Approved credenciales are available at many locations, but most commonly pilgrims apply for a credencial from their national pilgrim confraternity. For people from the U.S. this is American Pilgrims on the Camino. This fine organization holds educational events around the U.S., trains people to volunteer in albergues, and supports local pilgrim chapters, like our Seattle group.

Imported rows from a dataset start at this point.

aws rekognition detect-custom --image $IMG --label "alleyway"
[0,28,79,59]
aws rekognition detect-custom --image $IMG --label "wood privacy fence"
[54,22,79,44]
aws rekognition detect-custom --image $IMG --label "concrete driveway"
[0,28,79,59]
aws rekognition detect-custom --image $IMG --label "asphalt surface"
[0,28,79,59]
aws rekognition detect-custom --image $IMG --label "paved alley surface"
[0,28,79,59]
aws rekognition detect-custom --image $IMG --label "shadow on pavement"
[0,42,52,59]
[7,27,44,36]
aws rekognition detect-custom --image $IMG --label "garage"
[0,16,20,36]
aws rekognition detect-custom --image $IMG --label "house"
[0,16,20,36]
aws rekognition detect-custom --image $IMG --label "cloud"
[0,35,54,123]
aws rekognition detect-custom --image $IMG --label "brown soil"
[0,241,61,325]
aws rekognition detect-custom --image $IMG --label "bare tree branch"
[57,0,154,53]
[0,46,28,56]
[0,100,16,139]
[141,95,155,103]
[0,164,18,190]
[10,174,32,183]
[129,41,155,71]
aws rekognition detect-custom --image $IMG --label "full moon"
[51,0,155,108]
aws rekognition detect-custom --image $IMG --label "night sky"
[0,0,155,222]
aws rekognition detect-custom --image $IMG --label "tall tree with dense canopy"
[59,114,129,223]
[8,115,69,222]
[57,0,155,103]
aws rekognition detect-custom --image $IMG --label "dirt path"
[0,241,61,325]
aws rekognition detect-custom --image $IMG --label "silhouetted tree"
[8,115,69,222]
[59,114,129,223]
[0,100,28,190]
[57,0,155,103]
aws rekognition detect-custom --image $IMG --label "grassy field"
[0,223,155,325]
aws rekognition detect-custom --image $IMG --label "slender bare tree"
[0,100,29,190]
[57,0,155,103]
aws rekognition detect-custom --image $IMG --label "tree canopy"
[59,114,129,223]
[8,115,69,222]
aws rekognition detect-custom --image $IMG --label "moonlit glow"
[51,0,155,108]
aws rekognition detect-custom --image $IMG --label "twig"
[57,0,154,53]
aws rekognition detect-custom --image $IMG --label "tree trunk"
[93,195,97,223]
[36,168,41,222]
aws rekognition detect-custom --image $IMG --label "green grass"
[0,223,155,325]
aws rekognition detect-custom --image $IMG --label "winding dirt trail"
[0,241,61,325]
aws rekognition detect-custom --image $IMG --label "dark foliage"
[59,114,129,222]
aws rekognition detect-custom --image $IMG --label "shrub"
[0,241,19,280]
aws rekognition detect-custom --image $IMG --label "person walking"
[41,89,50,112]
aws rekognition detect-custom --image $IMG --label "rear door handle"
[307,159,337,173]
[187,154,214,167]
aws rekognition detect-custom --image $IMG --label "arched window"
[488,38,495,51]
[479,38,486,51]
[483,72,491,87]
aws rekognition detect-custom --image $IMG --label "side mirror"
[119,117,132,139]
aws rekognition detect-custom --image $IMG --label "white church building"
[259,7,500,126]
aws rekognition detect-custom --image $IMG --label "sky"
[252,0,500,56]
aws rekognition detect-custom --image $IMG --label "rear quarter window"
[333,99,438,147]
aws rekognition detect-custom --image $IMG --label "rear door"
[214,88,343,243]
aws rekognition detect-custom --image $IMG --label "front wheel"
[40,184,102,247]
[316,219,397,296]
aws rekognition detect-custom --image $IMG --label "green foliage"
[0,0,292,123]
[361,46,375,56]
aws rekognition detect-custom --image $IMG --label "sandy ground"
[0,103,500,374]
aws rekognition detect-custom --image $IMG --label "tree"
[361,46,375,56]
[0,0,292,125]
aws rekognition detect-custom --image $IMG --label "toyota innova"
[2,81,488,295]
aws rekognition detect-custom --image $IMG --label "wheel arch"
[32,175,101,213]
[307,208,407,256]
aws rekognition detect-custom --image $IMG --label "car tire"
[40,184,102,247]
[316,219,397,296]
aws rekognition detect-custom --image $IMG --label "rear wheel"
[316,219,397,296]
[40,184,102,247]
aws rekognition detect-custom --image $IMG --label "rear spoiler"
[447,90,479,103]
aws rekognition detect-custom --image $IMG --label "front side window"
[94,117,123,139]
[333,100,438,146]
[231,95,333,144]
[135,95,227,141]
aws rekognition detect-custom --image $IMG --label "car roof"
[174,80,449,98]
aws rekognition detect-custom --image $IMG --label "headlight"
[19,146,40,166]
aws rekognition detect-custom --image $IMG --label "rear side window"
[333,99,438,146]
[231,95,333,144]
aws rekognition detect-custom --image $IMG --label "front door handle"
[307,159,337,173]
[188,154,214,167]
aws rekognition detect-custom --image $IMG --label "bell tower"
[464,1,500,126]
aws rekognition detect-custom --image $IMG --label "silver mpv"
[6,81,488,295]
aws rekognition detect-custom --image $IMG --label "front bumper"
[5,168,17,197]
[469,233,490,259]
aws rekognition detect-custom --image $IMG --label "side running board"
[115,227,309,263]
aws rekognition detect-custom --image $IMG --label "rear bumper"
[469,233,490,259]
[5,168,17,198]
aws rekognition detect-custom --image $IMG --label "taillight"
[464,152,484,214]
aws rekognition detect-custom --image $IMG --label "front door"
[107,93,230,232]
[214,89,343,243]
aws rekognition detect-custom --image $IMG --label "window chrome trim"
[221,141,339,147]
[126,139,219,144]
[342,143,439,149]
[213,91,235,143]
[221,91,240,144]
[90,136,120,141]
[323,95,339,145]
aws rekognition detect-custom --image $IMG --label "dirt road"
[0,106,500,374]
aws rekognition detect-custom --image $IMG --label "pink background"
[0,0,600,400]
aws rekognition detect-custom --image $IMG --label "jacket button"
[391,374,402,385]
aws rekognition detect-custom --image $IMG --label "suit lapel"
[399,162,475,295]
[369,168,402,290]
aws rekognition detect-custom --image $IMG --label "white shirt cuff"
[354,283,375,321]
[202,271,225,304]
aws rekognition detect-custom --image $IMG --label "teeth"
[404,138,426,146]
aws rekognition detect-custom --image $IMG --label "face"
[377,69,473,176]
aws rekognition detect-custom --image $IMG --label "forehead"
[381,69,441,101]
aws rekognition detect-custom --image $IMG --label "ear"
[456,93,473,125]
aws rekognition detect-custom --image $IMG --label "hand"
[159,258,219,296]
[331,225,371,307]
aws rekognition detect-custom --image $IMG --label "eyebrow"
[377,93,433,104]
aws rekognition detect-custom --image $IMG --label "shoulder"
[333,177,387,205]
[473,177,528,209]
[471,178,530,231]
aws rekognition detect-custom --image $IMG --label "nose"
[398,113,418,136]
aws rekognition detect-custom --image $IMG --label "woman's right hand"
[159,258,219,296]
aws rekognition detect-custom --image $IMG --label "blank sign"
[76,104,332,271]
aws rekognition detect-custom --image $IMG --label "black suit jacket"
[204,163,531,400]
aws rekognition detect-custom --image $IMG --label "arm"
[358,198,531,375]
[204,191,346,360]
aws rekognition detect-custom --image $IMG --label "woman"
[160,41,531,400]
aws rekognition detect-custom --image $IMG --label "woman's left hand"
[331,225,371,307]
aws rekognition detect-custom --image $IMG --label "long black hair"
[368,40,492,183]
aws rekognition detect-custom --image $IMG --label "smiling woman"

Though it’s possible to carry a generic credencial with no obvious country of origin, I like to carry the American credencial. Americans are a small percentage of pilgrims on the camino — perhaps 3% of the total — and it’s fun (and sometimes a little risky) to engage people about international relations and American politics. It starts (and sometimes ends) lots of conversations. I remember in 2008 how most everyone I met on the camino had some opinion about the U.S. elections. We Americans sometimes don’t really understand how the U.S. president is the closest the world has to a worldwide leader. People were amazed that the U.S. had progressed enough to consider electing an African-American, and most admired what that said about America.
So . . . . eight weeks and a few days until I put my credencial to use in Bilbao and then each day for the next month on the Camino del Norte. Exciting!